Published On:Monday, 19 December 2011
Posted by Muhammad Atif Saeed
Currency Trading
We are approaching the end of quantitative easing program (the famous QN2) and still not see significant results. As mentioned in several of our analysis, the weakness of the manufacturing area and especially the housing sector remains latent for Americans.
The beginnings, permits and home sales graphs 3 and 6 months are bearish, and this contributes to a weak dollar. To make matters worse, jobless claims were again reaching 478K shoot late last month. This has improved slightly and fell again to the 409K, however it takes much more than that to inject a dose of confidence among investors.
Careful not to think about because the EUR / USD fell 900 pips’s the dollar was strong and we must provide them with wine. Check your vital information and see that the European data show a severe imbalance in this humble forum have detailed many times. Similar opinion is the well-known analyst of CNN Money, Paul La Monica who thinks the dollar recovered against the euro, “especially with the problems of European sovereign debt reappeared in financial stocks and the economy is not U.S. was miraculously cured. “
According to Kathy Lien Forex trader, “the data show that the U.S. recovery progresses very slowly and explain why the Fed has been parsimonious to normalize monetary policy, so much so that recent economic reports confirm that they are unwilling to apply any measure. ” For Kathy, almost all members of the FOMC (Federal Open Market Committee) agreed that the first step should be to stop reinvesting principal payments on the values ??of the agency and soon after the bonds; raise the interest rate in second place and then to sell the asset as a third phase.

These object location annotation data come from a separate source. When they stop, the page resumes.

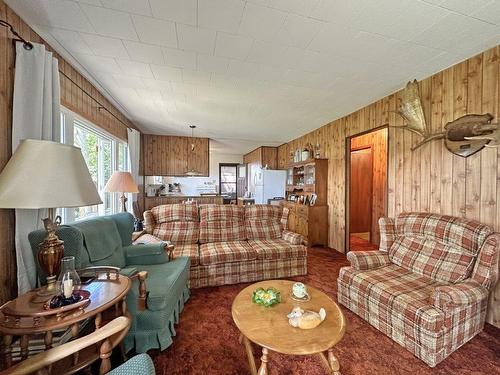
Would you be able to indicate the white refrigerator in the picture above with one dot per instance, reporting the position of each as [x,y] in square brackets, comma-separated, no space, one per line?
[269,184]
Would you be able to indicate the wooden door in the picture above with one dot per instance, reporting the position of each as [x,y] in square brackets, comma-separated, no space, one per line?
[360,191]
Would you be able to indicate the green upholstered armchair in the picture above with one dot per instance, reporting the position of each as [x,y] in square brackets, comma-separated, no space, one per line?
[107,241]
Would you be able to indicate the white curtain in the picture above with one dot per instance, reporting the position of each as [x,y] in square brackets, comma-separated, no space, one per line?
[35,115]
[134,151]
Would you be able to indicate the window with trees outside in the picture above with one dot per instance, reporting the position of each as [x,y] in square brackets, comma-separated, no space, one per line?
[103,154]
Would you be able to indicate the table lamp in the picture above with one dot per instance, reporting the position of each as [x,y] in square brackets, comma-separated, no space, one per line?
[121,182]
[45,174]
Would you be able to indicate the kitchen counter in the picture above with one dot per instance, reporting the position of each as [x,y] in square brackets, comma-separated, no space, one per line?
[150,202]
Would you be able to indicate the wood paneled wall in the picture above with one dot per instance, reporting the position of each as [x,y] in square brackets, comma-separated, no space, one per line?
[378,141]
[71,96]
[430,179]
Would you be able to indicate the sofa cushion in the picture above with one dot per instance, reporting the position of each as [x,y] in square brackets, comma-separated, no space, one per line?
[226,252]
[220,223]
[177,223]
[188,250]
[428,257]
[392,297]
[465,235]
[277,249]
[263,222]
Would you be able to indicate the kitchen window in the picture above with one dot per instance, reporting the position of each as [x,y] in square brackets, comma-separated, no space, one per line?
[103,154]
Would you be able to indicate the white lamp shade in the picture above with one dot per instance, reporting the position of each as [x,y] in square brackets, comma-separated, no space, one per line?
[45,174]
[121,182]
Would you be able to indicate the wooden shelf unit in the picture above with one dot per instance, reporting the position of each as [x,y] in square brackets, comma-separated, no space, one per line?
[303,180]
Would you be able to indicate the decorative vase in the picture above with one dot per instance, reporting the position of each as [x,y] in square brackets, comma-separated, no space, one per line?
[68,278]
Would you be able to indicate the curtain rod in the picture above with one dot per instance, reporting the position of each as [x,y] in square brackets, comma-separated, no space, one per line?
[29,46]
[101,106]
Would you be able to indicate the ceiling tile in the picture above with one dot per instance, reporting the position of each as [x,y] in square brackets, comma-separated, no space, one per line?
[448,34]
[404,22]
[465,7]
[167,73]
[134,68]
[196,77]
[232,46]
[53,13]
[196,39]
[144,53]
[223,15]
[71,40]
[155,31]
[297,31]
[183,11]
[261,22]
[130,6]
[489,13]
[180,58]
[212,64]
[110,22]
[295,6]
[104,46]
[98,63]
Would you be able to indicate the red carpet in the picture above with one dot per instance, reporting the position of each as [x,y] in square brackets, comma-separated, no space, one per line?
[360,244]
[207,340]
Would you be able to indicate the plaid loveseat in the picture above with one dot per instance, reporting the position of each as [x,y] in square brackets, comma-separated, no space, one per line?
[427,286]
[229,244]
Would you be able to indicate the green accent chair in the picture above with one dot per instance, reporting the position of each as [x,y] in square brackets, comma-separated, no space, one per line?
[107,241]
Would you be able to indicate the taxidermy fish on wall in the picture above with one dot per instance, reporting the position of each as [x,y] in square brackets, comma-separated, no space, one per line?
[463,137]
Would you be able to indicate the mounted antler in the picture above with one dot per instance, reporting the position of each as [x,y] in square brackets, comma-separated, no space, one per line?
[411,110]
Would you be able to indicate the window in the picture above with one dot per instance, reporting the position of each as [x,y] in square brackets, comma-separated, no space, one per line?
[103,154]
[228,175]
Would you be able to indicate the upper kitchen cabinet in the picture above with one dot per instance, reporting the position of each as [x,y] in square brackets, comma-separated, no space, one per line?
[263,156]
[174,156]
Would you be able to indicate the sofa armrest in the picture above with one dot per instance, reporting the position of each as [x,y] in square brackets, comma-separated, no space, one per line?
[367,260]
[292,237]
[448,297]
[387,233]
[144,254]
[486,268]
[149,222]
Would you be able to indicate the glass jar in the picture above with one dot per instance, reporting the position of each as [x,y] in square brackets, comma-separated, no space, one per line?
[68,280]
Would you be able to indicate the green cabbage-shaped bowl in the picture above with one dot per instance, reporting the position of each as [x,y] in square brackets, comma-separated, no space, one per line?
[266,297]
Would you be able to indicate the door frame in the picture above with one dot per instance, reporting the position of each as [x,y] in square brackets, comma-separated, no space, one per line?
[347,173]
[364,147]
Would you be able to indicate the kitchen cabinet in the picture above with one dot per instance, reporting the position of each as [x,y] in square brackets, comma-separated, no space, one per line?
[172,156]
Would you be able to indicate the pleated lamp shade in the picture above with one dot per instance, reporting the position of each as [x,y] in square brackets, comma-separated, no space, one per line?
[45,174]
[121,182]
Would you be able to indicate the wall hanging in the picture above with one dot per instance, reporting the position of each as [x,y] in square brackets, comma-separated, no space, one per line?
[463,137]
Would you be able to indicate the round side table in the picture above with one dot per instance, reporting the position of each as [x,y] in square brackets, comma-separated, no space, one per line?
[20,318]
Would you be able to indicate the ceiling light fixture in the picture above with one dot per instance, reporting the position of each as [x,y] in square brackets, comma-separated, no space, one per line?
[192,172]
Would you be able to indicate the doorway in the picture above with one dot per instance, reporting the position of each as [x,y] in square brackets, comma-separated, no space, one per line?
[366,192]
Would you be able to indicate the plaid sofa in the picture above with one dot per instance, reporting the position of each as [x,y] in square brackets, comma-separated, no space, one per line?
[427,286]
[230,244]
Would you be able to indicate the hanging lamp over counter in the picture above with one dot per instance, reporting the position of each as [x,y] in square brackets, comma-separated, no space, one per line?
[192,172]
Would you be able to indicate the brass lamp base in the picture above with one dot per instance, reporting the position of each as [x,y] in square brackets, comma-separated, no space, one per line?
[50,253]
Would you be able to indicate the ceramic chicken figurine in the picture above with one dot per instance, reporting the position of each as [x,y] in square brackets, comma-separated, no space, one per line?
[306,319]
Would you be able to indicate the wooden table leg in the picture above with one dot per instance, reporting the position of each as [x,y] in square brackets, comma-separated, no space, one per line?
[331,363]
[263,363]
[248,349]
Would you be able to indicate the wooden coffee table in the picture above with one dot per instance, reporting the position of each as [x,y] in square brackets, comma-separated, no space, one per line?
[268,326]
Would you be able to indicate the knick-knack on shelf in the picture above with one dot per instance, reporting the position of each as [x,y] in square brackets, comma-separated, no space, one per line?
[306,319]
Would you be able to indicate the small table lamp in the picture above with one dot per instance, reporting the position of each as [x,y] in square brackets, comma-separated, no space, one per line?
[45,174]
[121,182]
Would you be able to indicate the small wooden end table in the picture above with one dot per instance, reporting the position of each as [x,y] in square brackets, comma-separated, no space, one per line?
[107,301]
[268,326]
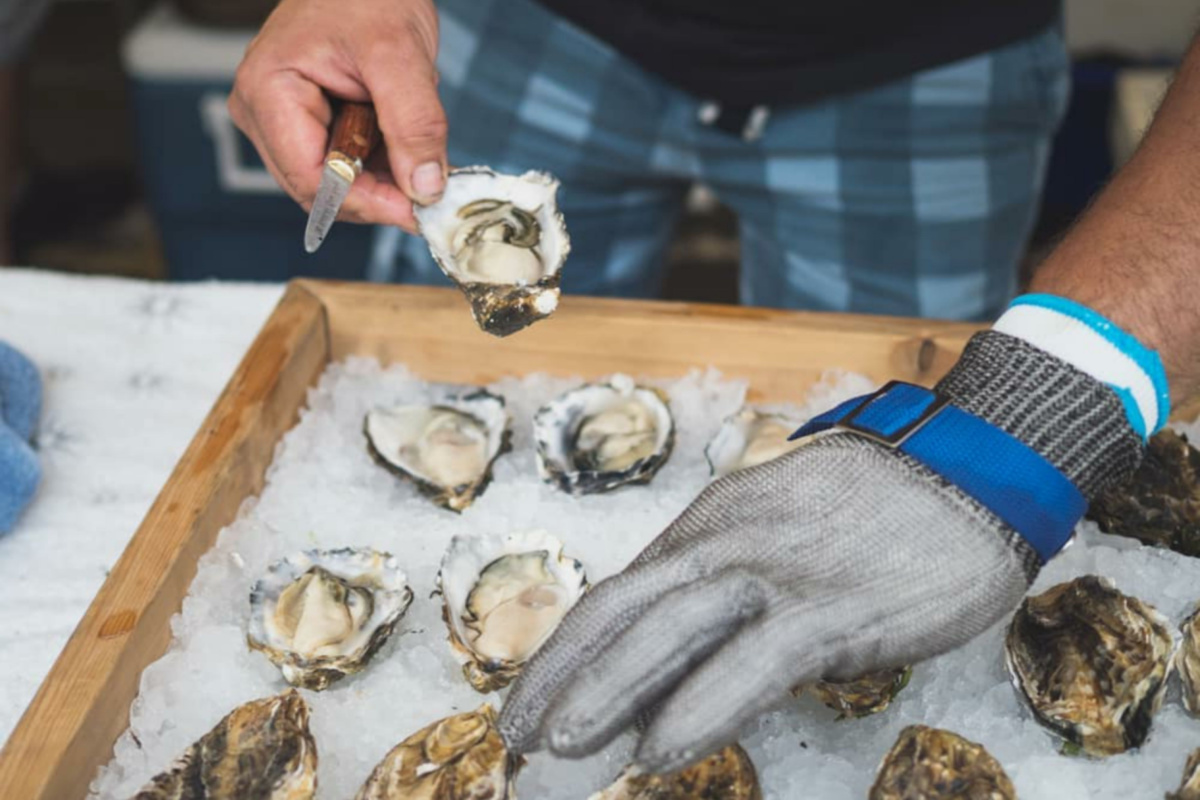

The objective aims to reduce the size of the central bank’s balance sheet, which would certainly a small step toward tightening monetary policy. In other words, in simple language for you this means that while the Fed does not raise the interest rate will even weaker dollar for several months.
Trading
Let alone the dollar and see a very interesting movement happened a few days ago and greatly clarified because a trader to work with contrasting economies. During early February of 2011 the GBP / CHF (Pound vs Swiss Franc) came from a strong bass performance, falling about 1,600 points. For the May 4 and was in the levels of 1.4180 and 1.4150 and expected a correction in prices (an upward corrective movement). The first key question is: Will lowering the GBP / CHF? And if so, at what point we could sell it right? Consider:
For the United Kingdom (UK) high volatility indicators as gross domestic product, the manufacturing index, housing, industrial production, unemployment, consumer confidence among others, with downward trends were that the pound depreciated against a stronger economy. The British economy has a deep contraction in spending highest since 1945 and an inflation rate that each day they are out of hand. According to senior analyst Andrew Wilkinson Futures USA, “Every day expectations of a possible rise in interest rates in the United Kingdom evaporate, tax problems do not stop stop.” And this of course generates an uncertain context of the British currency.
And a couple who comes knocking is no doubt the Swiss Franc. During 2010 and 2011 so far has been pretty solid Switzerland as well as several economies Commodities. Its strength lies in bullish found their export sectors, production, feeling of entrepreneurs and business climate. It also has a GDP which is bullish and one of the lowest unemployment rates among developed countries. That makes the Swiss Franc getting ahead and strengthened against the pound, and you can win the battle. This my dear friends we can only see in the currency, so this world is so exciting. In conclusion, the context for selling is still intact and there should scare us a correction as the fundamentals tell us that we are in tune with the market.
Forex
But even more attractive is to win pip’s (exchange points) combining information adequately. The issue now was how far to go and how great is the trading is that different methods agreed on the point of entry. In the first graph shows a 20-Bollinger Bands periods denoting great price volatility. By 11 May the Superior Banda and gave us a sell signal, also supported in the 1.4500 area approximately the price was at a significant level of resistance or Congestion Zone (ZC). This level of sales is represented by the blue triangle.
But not only that. If you toward the path of a Fibonacci retracement could clearly see that the ZC was at the level above 38% Fibo which is a good level to sell. And see what it offered us Bollinger Bands. Once the sale, there are possible exit points (red triangles), matching levels of support which we have provided income for 250 and 350 pip’s in peace. As we said. “If you are in tune with the market trading becomes much easier and very understandable, which I think is an invaluable lesson in trading. At least Meditel.
Some subscribers are asking me an opinion on the Yen. In my opinion I see weak. Japanese GDP continues to fall in plots of 3 months and 6 months. This indicator is at -3.7% annually and contracted in the second quarter, putting the country into a technical recession. The March earthquake had a significant impact on consumer spending and the normal functioning of the supply chain and manufacturing. According to analysts expect a recovery of these indicators only in the third quarter. Currently the USD / JPY is moving in the levels of 81 and 82 yen per dollar and I do not see a particular strength to this currency today.
Well friends, has been a pleasure. We know that good information leads to trust, that is why we always ask that operate with discretion and responsibility. Not operate to operate. Only then will understand the financial markets.